Sars-CoV-2 dürfte bei Wildtieren weiter verbreitet sein als gedacht

Neue Studien zeigen, dass viele Hirsche in den USA infiziert waren oder sind. Zahlreiche weitere Tierarten dürften betroffen sein

Erinnern Sie sich noch? Vor gut einem Jahr wurden in Dänemark wegen Sars-CoV-2-Infektionen rund 18 Millionen Nerze in Pelztierfarmen gekeult. Die grausame Aktion, die weltweit für Aufsehen sorgte, sollte sich später als ungesetzlich herausstellen. Damit nicht genug, machte auch die Entsorgung der Tiere Probleme: Schlecht begrabene Kadaver drängten im Verwesungsprozess wieder an die Erdoberfläche. Erst im Juli dieses Jahres wurden die letzten „Zombie-Nerze“ verbrannt.

In Dänemark hatte man mit dem harten Vorgehen einer offensichtlichen Gefahr begegnen wollen: Tiere können sich nicht nur mit Sars-CoV-2 anstecken; sie können eine womöglich mutierte Version wieder an den Menschen rückübertragen, wie sich damals zeigte. Die dänischen Virusvarianten bei den Zuchtnerzen richteten allerdings keinen zusätzlichen Schaden beim Menschen an: Die ansteckenderen Varianten Alpha und Delta, die sich in diesem Jahr bei uns durchsetzten, hatten damit nichts zu tun

Ist diese Gefahr damit aus der Welt, dass es zur Rückübertragung von womöglich gefährlicheren Sars-CoV-2-Varianten von Tier auf Mensch kommt? Dazu muss man zunächst einmal wissen, wie sehr Sars-CoV-2 überhaupt im Tierreich verbreitet ist beziehungsweise sich dort verbreiten kann. Zu dieser Frage liegen erst relativ wenige Studien vor allem an Haustieren vor. Einige neue Beobachtungen lassen indes aufhorchen, weil sie zeigen, wie stark auch wildlebende Tiere betroffen sein dürften.

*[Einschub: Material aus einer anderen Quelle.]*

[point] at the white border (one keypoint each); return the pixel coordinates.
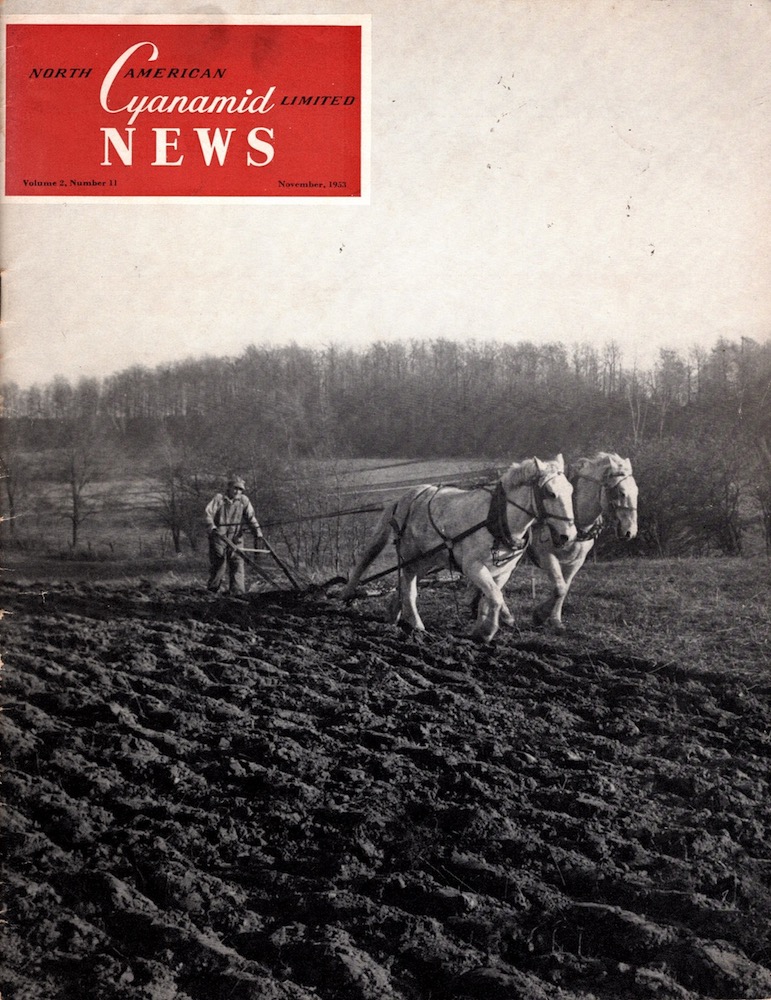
(364, 21)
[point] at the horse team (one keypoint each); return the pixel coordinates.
(536, 508)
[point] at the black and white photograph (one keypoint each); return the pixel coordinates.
(385, 581)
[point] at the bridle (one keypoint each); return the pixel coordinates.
(537, 486)
(609, 497)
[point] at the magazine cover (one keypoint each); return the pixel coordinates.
(385, 499)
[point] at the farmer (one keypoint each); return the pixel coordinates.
(227, 514)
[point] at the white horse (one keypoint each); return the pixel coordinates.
(604, 491)
(481, 532)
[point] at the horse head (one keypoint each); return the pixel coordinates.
(620, 490)
(606, 487)
(552, 495)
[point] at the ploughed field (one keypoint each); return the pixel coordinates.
(279, 796)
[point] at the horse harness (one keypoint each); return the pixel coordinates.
(505, 547)
(609, 496)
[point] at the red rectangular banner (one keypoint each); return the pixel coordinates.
(268, 110)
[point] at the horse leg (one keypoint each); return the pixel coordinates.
(561, 576)
(555, 618)
(375, 546)
(490, 603)
(408, 610)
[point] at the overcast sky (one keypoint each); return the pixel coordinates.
(575, 171)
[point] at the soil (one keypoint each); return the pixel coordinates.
(278, 797)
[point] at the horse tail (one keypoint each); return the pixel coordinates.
(374, 547)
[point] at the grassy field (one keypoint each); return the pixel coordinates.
(697, 613)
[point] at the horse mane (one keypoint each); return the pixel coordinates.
(519, 473)
(609, 459)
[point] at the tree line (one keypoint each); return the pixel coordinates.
(697, 425)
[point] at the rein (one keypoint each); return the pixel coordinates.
(504, 549)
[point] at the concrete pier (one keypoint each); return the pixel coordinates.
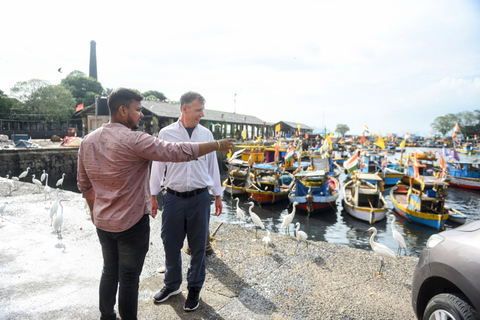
(42, 277)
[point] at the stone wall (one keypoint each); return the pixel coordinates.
(55, 162)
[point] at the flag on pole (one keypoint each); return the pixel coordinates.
(380, 142)
(352, 163)
(277, 148)
(289, 156)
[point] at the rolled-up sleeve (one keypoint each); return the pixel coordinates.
(154, 149)
(83, 182)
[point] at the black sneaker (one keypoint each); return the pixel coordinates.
(192, 299)
(165, 293)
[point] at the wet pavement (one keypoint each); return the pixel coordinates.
(42, 277)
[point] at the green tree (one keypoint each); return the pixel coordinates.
(157, 94)
(342, 129)
(56, 103)
(445, 123)
(83, 88)
(23, 90)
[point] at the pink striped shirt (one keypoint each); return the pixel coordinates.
(113, 169)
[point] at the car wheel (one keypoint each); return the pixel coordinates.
(448, 306)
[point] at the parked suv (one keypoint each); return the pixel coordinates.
(446, 280)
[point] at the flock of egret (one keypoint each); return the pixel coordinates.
(56, 216)
(378, 248)
(287, 220)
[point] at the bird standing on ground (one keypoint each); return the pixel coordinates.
(54, 208)
(255, 219)
(240, 214)
(289, 218)
(398, 237)
(36, 182)
(15, 182)
(267, 241)
(301, 236)
(46, 189)
(24, 173)
(2, 208)
(58, 220)
(10, 185)
(380, 249)
(60, 181)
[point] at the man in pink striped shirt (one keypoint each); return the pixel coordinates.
(113, 171)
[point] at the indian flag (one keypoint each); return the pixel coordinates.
(352, 163)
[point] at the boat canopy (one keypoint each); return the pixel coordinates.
(368, 176)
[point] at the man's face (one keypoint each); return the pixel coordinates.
(134, 114)
(193, 114)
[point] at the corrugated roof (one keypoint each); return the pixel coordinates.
(295, 125)
(168, 110)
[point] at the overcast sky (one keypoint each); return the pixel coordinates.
(391, 65)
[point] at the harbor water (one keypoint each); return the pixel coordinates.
(338, 227)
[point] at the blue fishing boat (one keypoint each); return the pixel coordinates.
(425, 208)
(314, 191)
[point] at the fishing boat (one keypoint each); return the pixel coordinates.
(239, 176)
(425, 208)
(314, 191)
(319, 162)
(364, 200)
(464, 174)
(270, 184)
(469, 148)
(377, 164)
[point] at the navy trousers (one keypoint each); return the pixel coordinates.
(185, 217)
(123, 257)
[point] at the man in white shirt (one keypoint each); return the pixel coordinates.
(186, 205)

598 offiziell gemeldete Ausbrüche

Bisher war medial vor allem bekannt, dass unter den Haustieren vor allem Katzen betroffen sind und das Sars-CoV-2-Virus auch weitergeben können. Und aus Zoos weiß man, dass Großkatzen durchaus schwer erkranken können: Erst Anfang November hat der Lincoln Children’s Zoo in Nebraska drei seltene Schneeleoparden durch Covid-19 verloren.

Auch dieser Schneeleopard im Zoo von San Diego in Kalifornien hatte Covid-19.
Foto: AP

Die Weltorganisation für Tiergesundheit (OIE) hat bis Ende Oktober 598 Covid-19-Ausbrüche bei Tieren registriert, die 14 Arten in 30 Ländern betreffen. In fast allen Fällen handelte es sich um in Gefangenschaft gehaltene Tiere, die in engem Kontakt mit dem Menschen standen – wie eben auch die Zuchtnerze.

Was kann man dagegen tun? Zum Schutz der Tiere stehen inzwischen auch für sie Covid-19-Impfstoffe zur Verfügung. Zoos in den USA impfen etwa bereits besonders gefährdete Großkatzen damit durch. Zoetis, ein aus Pfizer ausgegliedertes Unternehmen, hat einen Impfstoff auf der Grundlage von Sars-CoV-2-Spike-Proteinen entwickelt, der für eine Vielzahl von Tierarten angepasst werden kann. Auch Zuchtnerze werden in großem Umfang geimpft. Covid-19-Impfstoffe für Haustiere sind allerdings nicht allgemein verfügbar.

Covid-19 bei Weißwedelhirschen

Nordamerikanische Weißwedelhirsche dürften bereits zu einem erheblichen Teil mit Sars-CoV-2 durchseucht sein. Jägern wird deshalb zu einem vorsichtigen Umgang mit den Tieren geraten.
Foto: REUTERS

Sehr wenig Wissen gibt es aber darüber, wie verbreitet Covid-19 bei Wildtieren ist, da es bisher nur wenige diesbezügliche Tests gab. Nun zeigen aber zwei neue Studien an nordamerikanischen Weißwedelhirschen, dass auch freilebende Säugetiere massiv betroffen sein können. In einer diese Woche im Fachblatt „PNAS“ veröffentlichten Arbeit von Wissenschaftern des US-Landwirtschaftsministeriums wurden Anfang dieses Jahres bei 40 Prozent der wildlebenden Weißwedelhirsche (der mit schätzungsweise 30 Millionen Exemplaren am häufigsten vorkommenden nordamerikanischen Hirschart) in vier US-Bundesstaaten Antikörper gegen Sars-CoV-2 gefunden.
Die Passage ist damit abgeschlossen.